The deck shook as the Exalted nodded its acknowledgement down at the four warriors of First Claw.
‘Nicely done,’ the creature said.
Talos was bareheaded. His helm had been mauled in the final escape from the burning Sword, when the pull of the void had crashed his head against the breached wall as he was sucked out into space. Xarl was limping and favoured his right leg – he’d almost lost it in the same instant that Talos had narrowly escaped decapitation – and even his enhanced Astartes physiology was struggling to re-knit bones that had almost been reduced to gravel. Cyrion and Uzas were physically unharmed, but Cyrion’s internal organs were still tense and working in frantic heat from the brief time in the void. His war-plate had been compromised by an unlucky shotcannon spread that had damaged his chestplate, and he’d needed to hold his breath for several minutes once his armour had vented all air pressure in space. Uzas, with a lucky streak the other three had long begun to curse, was grinning, utterly unscathed.

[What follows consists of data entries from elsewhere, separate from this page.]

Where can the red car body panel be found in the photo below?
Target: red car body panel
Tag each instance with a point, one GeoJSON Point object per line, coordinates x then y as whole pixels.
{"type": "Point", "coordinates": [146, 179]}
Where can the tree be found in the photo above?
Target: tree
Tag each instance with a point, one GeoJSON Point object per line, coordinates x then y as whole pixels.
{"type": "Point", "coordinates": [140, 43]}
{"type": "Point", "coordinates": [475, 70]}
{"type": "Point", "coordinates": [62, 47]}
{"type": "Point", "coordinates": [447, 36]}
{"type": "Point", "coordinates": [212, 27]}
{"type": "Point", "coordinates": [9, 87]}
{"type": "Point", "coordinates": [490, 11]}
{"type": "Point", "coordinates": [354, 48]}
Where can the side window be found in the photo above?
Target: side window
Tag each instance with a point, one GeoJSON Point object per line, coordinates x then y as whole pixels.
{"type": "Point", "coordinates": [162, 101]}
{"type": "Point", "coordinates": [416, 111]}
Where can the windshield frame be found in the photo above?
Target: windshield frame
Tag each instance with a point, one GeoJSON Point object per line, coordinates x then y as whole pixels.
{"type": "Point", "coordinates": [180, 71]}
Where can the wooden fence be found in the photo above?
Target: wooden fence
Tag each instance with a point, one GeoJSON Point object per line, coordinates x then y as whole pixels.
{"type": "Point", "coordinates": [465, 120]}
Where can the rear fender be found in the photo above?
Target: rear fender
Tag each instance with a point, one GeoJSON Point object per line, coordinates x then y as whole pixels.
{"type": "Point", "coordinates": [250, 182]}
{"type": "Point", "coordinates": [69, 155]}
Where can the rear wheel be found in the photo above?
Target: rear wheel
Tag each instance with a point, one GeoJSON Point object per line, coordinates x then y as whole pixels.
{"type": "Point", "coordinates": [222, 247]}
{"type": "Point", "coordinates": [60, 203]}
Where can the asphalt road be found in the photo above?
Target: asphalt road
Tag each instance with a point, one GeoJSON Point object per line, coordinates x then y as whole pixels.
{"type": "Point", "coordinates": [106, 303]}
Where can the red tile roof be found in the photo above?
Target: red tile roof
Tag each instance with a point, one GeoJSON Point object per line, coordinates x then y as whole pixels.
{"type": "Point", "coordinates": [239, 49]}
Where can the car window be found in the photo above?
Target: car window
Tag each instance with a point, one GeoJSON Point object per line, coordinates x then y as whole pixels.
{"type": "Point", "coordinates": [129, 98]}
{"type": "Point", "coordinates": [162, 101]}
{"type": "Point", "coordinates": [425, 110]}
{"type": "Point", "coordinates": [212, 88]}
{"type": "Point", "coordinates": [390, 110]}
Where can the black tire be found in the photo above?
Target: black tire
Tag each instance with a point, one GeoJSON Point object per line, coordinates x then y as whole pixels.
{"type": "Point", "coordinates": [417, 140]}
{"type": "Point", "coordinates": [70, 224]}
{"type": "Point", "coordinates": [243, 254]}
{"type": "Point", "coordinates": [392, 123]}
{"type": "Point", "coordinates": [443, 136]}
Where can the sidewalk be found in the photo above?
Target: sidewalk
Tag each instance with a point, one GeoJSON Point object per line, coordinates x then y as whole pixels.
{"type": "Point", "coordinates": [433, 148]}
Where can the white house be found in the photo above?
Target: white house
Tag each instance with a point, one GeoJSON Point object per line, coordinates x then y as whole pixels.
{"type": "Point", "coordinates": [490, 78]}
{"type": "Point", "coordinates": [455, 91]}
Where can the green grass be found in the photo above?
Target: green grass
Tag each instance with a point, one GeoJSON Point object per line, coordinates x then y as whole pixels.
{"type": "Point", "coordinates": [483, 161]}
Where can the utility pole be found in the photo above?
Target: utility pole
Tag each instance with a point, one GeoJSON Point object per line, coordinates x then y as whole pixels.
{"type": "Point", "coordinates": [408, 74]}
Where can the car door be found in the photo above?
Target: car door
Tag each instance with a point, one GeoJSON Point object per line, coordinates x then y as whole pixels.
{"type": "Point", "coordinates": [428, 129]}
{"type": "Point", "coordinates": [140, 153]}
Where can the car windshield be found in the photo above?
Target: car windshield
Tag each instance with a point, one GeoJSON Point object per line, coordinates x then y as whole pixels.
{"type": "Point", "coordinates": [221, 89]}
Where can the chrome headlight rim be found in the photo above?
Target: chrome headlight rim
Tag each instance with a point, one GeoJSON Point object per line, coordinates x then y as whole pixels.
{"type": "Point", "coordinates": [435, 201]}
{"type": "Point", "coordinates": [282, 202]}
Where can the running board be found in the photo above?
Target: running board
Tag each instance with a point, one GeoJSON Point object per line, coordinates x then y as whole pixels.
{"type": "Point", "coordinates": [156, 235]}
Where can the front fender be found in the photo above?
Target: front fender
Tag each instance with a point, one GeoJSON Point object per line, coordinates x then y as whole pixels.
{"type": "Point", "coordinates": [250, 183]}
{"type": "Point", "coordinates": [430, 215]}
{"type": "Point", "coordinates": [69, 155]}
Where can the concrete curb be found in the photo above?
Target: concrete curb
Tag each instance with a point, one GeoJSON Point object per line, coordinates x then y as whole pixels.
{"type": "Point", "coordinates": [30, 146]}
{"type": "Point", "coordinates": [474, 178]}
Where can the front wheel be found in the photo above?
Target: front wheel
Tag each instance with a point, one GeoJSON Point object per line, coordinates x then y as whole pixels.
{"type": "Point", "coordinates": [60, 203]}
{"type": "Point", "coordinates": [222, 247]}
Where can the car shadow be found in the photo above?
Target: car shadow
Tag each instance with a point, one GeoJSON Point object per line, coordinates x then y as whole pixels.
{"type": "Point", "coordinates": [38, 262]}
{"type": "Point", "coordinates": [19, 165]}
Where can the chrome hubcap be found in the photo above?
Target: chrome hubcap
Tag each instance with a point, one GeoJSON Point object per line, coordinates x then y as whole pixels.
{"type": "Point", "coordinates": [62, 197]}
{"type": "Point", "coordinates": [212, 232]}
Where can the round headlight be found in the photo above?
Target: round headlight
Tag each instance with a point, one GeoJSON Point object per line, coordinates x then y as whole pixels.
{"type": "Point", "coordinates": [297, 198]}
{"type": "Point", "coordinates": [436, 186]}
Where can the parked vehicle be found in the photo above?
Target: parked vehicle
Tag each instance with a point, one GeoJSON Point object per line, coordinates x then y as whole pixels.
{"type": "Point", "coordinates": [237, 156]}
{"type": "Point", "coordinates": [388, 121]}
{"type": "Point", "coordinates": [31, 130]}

‘You are insane, Vandred.’ Talos spoke up to the command throne on its raised dais. His shaven head was a mess of scabbing and dried blood-trails as his gene-enhanced Larraman cells clotted his blood at the wound on his crown.
Immediately, the atmosphere soured. Both of the Atramentar brought their weapons to bear: Malek hunched the shoulders of his brutish Terminator war-plate, and thick claws slid, crackling with force, from the armour’s oversized gloved fists. Garadon’s hammer hummed with building energy as it sparked into life.
Talos might have been handsome had he been left as a man. With his enlarged Astartes features, he’d ascended from the ranks of classical humanity, but there was still something recognisably imposing and inspiring in the way he looked. His black eyes, stony with rage, glared up at the Exalted, and Talos had no idea just how much he resembled a sculpted marble statue from the heathen ages of Old Earth.